On Linux you can use tmpfs
/tmp
is still tmpfs
here, but I prefer this (below) nowadays for usages that are not typical /tmp
usages:
n=$(cat /sys/class/zram-control/hot_add)
echo zstd > /sys/block/zram${n}/comp_algorithm # change that if you like
echo 8G > /sys/block/zram${n}/disksize # larger disk probably needed for /target
mkfs.ext4 -O '^has_journal' -L TMPZ -m 0.001 /dev/zram${n}
# discard is important for auto-trimming
mount -o noatime,discard /dev/zram${n} /tmpz
chmod 777 /tmpz
chmod +t /tmpz
rm -rf '/tmpz/lost+found'
This is a part of my zram devices initialization script, a bunch used for swap as usual, then ending with this. modprobe zram num_devices=0
works if one likes to hot_add
all devices.
From zram you get a block device with builtin compression. From ext4, you still get features like creation time, truncate and fallocate support, ...etc. And with discard, ram usage will be limited to used space (like tmpfs). Also ext4 is used without a journal to avoid what would be useless overhead in this use-case.
As other already mentioned you can mount a RAM disk yourself to where the target folder would be placed.
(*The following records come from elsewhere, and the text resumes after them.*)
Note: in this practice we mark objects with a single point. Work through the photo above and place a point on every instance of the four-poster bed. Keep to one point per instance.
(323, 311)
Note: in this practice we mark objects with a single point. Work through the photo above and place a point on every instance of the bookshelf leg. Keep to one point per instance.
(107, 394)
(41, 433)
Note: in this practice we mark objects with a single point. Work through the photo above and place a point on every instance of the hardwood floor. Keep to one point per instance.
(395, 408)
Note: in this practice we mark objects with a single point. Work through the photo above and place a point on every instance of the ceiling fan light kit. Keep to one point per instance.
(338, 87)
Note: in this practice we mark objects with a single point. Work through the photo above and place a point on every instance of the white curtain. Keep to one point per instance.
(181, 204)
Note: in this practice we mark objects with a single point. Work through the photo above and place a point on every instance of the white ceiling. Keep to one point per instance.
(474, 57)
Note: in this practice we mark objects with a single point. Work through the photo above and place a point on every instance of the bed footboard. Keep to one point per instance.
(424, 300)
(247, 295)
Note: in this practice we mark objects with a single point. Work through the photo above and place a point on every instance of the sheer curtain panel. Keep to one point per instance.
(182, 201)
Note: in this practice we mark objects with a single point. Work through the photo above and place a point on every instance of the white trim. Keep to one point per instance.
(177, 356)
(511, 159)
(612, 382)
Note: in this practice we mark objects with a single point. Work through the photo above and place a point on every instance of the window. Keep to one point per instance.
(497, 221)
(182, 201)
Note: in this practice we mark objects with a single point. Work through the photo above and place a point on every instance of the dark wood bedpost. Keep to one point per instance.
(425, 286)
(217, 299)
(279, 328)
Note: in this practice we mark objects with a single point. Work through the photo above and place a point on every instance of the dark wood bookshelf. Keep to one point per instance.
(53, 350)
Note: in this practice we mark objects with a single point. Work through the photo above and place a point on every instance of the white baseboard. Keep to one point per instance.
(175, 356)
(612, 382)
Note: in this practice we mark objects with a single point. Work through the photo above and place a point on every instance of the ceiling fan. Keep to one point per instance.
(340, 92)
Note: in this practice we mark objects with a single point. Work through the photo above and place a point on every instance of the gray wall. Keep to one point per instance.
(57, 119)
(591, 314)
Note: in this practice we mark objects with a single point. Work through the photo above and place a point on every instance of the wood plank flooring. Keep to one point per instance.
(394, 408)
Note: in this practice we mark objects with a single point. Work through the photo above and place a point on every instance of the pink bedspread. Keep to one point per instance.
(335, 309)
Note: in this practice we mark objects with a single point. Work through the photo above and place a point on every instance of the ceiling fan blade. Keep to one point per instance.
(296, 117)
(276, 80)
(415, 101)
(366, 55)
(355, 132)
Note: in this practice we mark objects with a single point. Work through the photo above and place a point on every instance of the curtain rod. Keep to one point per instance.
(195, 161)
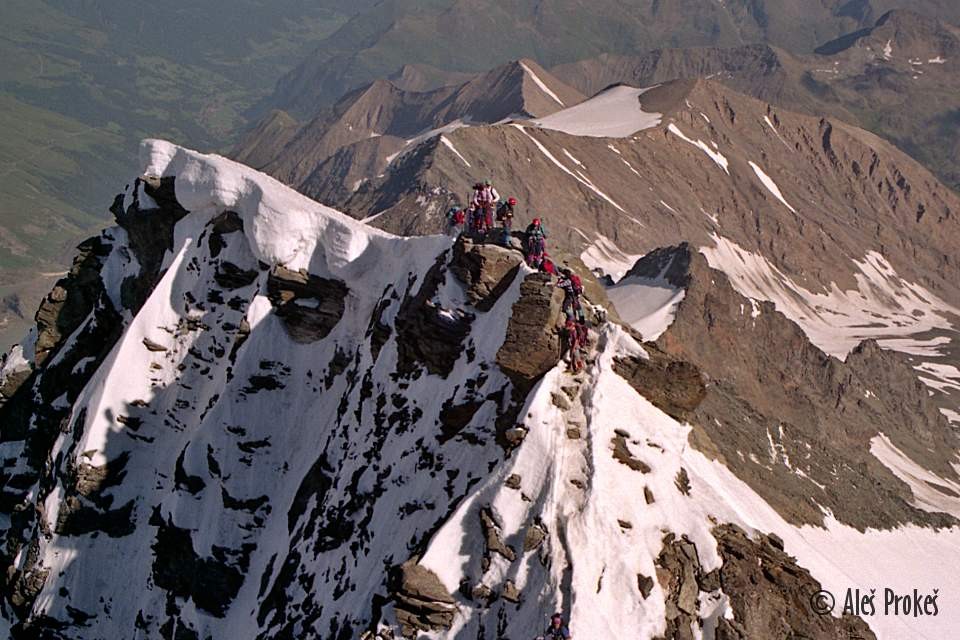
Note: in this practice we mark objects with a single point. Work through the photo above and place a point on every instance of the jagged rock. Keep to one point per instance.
(510, 592)
(491, 534)
(153, 346)
(622, 455)
(454, 418)
(230, 276)
(674, 386)
(427, 333)
(71, 300)
(515, 436)
(560, 401)
(150, 233)
(532, 343)
(486, 270)
(211, 582)
(422, 602)
(682, 481)
(770, 594)
(534, 537)
(309, 306)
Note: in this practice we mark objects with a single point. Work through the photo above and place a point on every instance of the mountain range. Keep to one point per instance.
(246, 414)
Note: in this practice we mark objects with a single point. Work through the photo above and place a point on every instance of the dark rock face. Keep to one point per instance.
(428, 334)
(486, 270)
(674, 386)
(151, 235)
(77, 310)
(532, 344)
(309, 306)
(768, 383)
(422, 602)
(771, 596)
(211, 582)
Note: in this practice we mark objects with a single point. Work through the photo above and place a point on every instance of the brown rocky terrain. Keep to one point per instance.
(375, 122)
(907, 94)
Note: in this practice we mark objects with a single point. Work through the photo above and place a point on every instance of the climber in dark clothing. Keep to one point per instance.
(505, 217)
(535, 243)
(557, 630)
(572, 290)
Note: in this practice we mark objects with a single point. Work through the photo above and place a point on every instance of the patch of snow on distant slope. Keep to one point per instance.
(922, 482)
(606, 257)
(543, 86)
(770, 185)
(884, 306)
(578, 176)
(649, 305)
(942, 377)
(450, 146)
(614, 113)
(716, 156)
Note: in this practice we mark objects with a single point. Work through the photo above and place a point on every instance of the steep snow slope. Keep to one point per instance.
(613, 113)
(302, 404)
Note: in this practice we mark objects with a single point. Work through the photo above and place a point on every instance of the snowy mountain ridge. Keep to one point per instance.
(312, 428)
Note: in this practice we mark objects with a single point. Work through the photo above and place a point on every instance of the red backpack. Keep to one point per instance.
(577, 284)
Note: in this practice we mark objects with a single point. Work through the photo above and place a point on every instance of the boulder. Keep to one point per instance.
(532, 343)
(486, 270)
(309, 306)
(674, 386)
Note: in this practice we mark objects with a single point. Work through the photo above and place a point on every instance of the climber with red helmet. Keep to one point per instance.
(505, 217)
(485, 197)
(535, 243)
(557, 630)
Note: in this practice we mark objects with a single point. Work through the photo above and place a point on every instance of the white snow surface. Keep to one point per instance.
(382, 483)
(543, 86)
(614, 113)
(713, 154)
(604, 257)
(649, 305)
(770, 185)
(884, 306)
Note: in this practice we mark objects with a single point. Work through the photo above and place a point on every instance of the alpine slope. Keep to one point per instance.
(244, 414)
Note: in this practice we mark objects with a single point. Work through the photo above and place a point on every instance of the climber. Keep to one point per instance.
(475, 220)
(505, 217)
(573, 344)
(535, 243)
(484, 197)
(572, 290)
(557, 630)
(455, 220)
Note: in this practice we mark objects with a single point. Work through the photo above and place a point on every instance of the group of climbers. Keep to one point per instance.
(477, 221)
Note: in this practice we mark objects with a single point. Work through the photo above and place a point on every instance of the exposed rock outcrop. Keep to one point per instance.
(309, 306)
(422, 603)
(486, 270)
(676, 387)
(532, 344)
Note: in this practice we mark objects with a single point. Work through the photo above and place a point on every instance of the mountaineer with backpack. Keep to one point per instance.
(485, 197)
(557, 630)
(535, 244)
(456, 218)
(572, 290)
(505, 217)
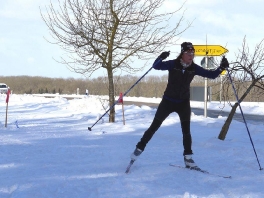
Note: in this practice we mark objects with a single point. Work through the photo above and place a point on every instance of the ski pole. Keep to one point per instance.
(243, 117)
(90, 128)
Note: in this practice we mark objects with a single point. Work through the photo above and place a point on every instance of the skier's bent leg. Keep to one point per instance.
(187, 138)
(148, 134)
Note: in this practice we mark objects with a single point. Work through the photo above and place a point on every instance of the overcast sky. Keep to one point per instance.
(24, 51)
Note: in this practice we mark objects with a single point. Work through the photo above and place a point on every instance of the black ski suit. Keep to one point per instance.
(176, 98)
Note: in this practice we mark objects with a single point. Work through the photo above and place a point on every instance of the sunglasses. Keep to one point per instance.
(189, 52)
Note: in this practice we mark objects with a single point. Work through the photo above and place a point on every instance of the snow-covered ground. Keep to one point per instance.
(47, 151)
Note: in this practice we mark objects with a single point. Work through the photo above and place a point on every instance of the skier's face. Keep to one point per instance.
(188, 56)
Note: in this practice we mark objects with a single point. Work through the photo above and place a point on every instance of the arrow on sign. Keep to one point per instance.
(209, 50)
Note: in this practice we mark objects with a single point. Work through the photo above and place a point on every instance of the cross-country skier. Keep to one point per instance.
(176, 97)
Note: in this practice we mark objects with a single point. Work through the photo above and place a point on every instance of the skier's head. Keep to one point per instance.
(186, 46)
(187, 53)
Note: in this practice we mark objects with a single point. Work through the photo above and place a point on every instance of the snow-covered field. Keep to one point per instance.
(47, 151)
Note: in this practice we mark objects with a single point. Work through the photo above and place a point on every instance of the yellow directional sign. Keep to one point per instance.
(209, 50)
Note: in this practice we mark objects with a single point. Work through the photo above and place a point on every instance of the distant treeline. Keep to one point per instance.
(149, 86)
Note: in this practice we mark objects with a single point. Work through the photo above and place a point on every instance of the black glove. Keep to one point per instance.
(224, 63)
(164, 55)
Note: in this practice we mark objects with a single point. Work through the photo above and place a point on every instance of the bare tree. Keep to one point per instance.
(247, 73)
(108, 33)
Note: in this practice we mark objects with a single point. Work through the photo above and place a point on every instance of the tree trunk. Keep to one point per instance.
(111, 94)
(225, 127)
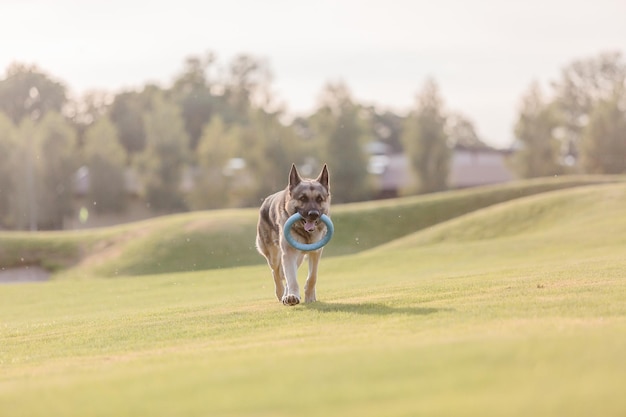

Alternatively you can change where cargo places its artifacts to somewhere you already have a ram disk mounted, e.g. /tmp
https://doc.rust-lang.org/cargo/reference/config.html#buildtarget-dir
Your build artefacts will already be in RAM as the kernel will utilise any spare for the block cache. The block cache is evicted using a least recently used (LRU) basis when the system is under memory pressure. Using ram based filesystems is basically bypassing the kernel and reducing it's flexibility to make the best use of spare RAM in the system.
Agreed. Take a look at the cachestat tool to measure how well the page cache is working for cargo builds.
https://www.brendangregg.com/blog/2014-12-31/linux-page-cache-hit-ratio.html
Maybe use a RAM based fs?
Some distros mount /tmp
as tmpfs into the RAM. You can look into that.
Ramdisk?
Linux uses all free RAM as cache automatically.